The Joys of Mercurial

18 Dec 2009

No-one needs to be told that any project you work on needs a version-control system. Nowadays, even when writing documents or OWL ontologies, I'll use source control, and if it's something that can be shared with others, then I might even start up a new Google Code project, so that I have a wiki and issue-tracking, too.

Up until a few months ago, my VCS of choice was SVN, and it served us well. But more recently I decided to give a distributed version-control system a try, and to my surprise found not only something that could track my work, but something that facilitated a new way of working.

Choosing a DVCS

The two main contenders seemed to be Mercurial and Git, although there are definitely others. As far as I can tell, Git is the more advanced of the two, and I was about to start using it when I discovered that Google Code supported Mercurial. Since the differences between the two are not that great, and since I've always been of the opinion that time spent trying to choose the 'best' is would be better spent getting on and learning, I plumped for Mercurial.
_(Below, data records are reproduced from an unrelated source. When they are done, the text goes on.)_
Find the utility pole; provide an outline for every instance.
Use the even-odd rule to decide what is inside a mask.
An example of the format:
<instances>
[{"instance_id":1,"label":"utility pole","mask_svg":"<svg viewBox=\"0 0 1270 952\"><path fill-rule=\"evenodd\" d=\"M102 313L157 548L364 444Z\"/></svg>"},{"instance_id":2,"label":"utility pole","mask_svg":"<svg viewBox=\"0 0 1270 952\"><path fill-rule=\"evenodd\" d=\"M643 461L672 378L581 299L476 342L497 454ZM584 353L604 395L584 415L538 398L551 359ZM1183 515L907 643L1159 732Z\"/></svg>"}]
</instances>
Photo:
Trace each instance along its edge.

But I'd like to stress that even if Git and Mercurial were worlds apart, it wouldn't make much difference, because the significant difference between these two and SVN is that it makes for a completely difference workflow.
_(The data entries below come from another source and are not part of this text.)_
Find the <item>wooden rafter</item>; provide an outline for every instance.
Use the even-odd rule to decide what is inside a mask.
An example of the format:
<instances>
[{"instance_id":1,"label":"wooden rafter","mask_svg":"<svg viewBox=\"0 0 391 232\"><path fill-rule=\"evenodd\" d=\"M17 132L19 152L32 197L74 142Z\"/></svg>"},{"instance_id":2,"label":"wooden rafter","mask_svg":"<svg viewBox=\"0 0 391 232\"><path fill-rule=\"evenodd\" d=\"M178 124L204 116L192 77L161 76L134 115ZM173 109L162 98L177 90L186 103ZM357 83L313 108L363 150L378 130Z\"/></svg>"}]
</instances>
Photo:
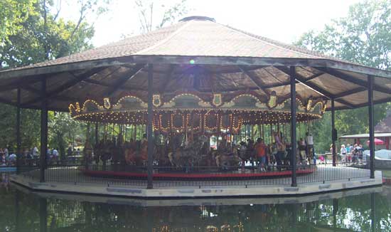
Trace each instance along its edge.
<instances>
[{"instance_id":1,"label":"wooden rafter","mask_svg":"<svg viewBox=\"0 0 391 232\"><path fill-rule=\"evenodd\" d=\"M358 87L356 88L354 88L348 91L344 91L341 93L336 94L334 95L334 97L336 97L336 99L338 99L354 93L365 91L367 89L365 87Z\"/></svg>"},{"instance_id":2,"label":"wooden rafter","mask_svg":"<svg viewBox=\"0 0 391 232\"><path fill-rule=\"evenodd\" d=\"M244 73L245 74L247 77L249 77L251 80L252 80L252 82L254 82L254 83L261 90L262 90L265 94L267 95L269 95L269 90L268 90L267 89L266 89L264 88L264 83L259 80L259 78L257 78L256 76L255 76L254 75L252 75L252 73L251 73L250 72L247 71L245 67L242 67L242 66L239 66L239 69L240 69L240 70Z\"/></svg>"},{"instance_id":3,"label":"wooden rafter","mask_svg":"<svg viewBox=\"0 0 391 232\"><path fill-rule=\"evenodd\" d=\"M172 77L173 73L175 72L176 67L176 65L170 65L170 68L168 68L168 70L166 73L166 75L163 78L163 81L160 83L159 91L161 93L164 93L164 91L166 91L167 85L168 85L168 83L173 79Z\"/></svg>"},{"instance_id":4,"label":"wooden rafter","mask_svg":"<svg viewBox=\"0 0 391 232\"><path fill-rule=\"evenodd\" d=\"M99 72L102 71L103 69L106 68L94 68L92 70L90 70L90 71L87 71L83 74L82 74L80 76L77 77L75 79L72 79L65 84L59 86L58 88L51 90L50 92L46 94L46 98L53 97L54 96L56 96L57 95L64 92L65 90L69 89L70 88L74 86L75 85L77 84L78 83L89 78L90 77L98 73ZM44 100L44 98L41 96L38 97L33 98L22 105L22 107L26 107L29 105L34 104L36 102L40 102L41 100Z\"/></svg>"},{"instance_id":5,"label":"wooden rafter","mask_svg":"<svg viewBox=\"0 0 391 232\"><path fill-rule=\"evenodd\" d=\"M277 68L279 69L282 72L286 73L287 75L289 75L289 69L286 67L276 67ZM296 79L297 79L301 84L306 85L308 88L311 88L314 90L315 91L319 93L320 94L323 95L323 96L326 97L328 99L333 99L336 98L334 95L333 95L331 93L329 93L328 91L318 87L318 85L311 83L311 82L306 83L306 79L304 76L300 75L299 73L296 73ZM335 99L336 102L340 102L341 104L343 104L346 105L349 108L353 108L355 107L354 105L350 104L342 99Z\"/></svg>"},{"instance_id":6,"label":"wooden rafter","mask_svg":"<svg viewBox=\"0 0 391 232\"><path fill-rule=\"evenodd\" d=\"M348 82L351 82L362 87L368 88L368 83L365 80L355 78L350 75L336 70L335 69L328 68L316 68L316 69L328 73L336 78L346 80ZM391 89L376 84L373 85L373 90L378 92L391 94Z\"/></svg>"},{"instance_id":7,"label":"wooden rafter","mask_svg":"<svg viewBox=\"0 0 391 232\"><path fill-rule=\"evenodd\" d=\"M286 67L280 67L277 66L277 68L279 69L281 71L285 73L286 75L289 75L289 68ZM326 91L326 90L323 90L323 88L319 88L318 85L311 83L306 83L306 78L300 75L299 73L296 73L296 79L299 80L301 83L302 83L304 85L306 85L307 87L314 90L315 91L319 93L320 94L324 95L325 97L331 99L334 98L334 96L331 93Z\"/></svg>"},{"instance_id":8,"label":"wooden rafter","mask_svg":"<svg viewBox=\"0 0 391 232\"><path fill-rule=\"evenodd\" d=\"M106 90L105 95L107 96L112 95L112 94L119 89L121 86L124 85L127 81L132 80L137 73L139 73L139 72L143 69L144 67L145 67L145 64L138 64L129 71L125 72L121 78L114 82L112 86Z\"/></svg>"}]
</instances>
Source-control as backup, and the problem of code reviews

For many years I've seen VCS as essentially a kind of 'back up'. It's a way of storing the code that matches a particular release of your software, so that you can go back to it if a customer spots a bug. It's also a central location that is authoritative for your code-base.

But over the last year or so, I've found that this model doesn't really help when it comes to managing code that is contributed to a project. If you allow many programmers to commit to the project, then the history becomes a mish- mash of comments about fixed bugs, branches, code reviews, and so on.

For example, a common problem is that inexperienced programmers will commit too much code at a time, for review. Contributions will invariably include a mixture of basic tidying up -- such as switching tabs and spaces, removing erroneous comments, or ensuring that code conforms to a house style -- some bug fixes that were spotted 'whilst I was there', and then of course the proper fix itself.

Of course, more experienced programmers will split these elements into separate commits, so that reviewers can focus on just what has changed. But with a tool like SVN, this is actually quite difficult to manage.

For example, imagine that you start work on fixing issue 123. You add your tests, add some code, and things are going quite well. You discover some old comments that are no longer relevant, and delete them. You see that some of the code doesn't conform to the house-style, and you fix that. And then as often happens, you realise that to fix issue 123, you actually need to add support for something else that no-one had thought of before; you dive into that, and add your tests.

Ideally you should submit code for two reviews now; the whitespace and coding style changes can usually go straight into trunk, but the new feature and the fix for issue 123 should be submitted for review.

But how to separate them?

Mercurial as a patch-manager

The answer is of course, creating a set of patches, and getting those reviewed, but although 'mastering patches' has been on my long list of things to do for quite a while now, I'd never quite got round to it.

So it came as quite a surprise to discover that a key feature of Mercurial is its ability to manage patches -- this moves version control out of the category of a backup system, and into a crucial part of the programmer's toolbox. Programmers can now 'craft' their patches for submission, grouping different pieces of work together in one patch, and then submitting them for review. Rather than fighting against the VCS, the system helps them to get their code ready.

In Mercurial for example, I can use hg qrecord to interactively create three patches from the mixture of changes that I described a moment ago. Or if the changes are in separate files, I can create patches that only contain certain files, by using the -X and -I options on hg qnew.

But once you know what you are doing with patches, it really becomes even easier, as I'll illustrate.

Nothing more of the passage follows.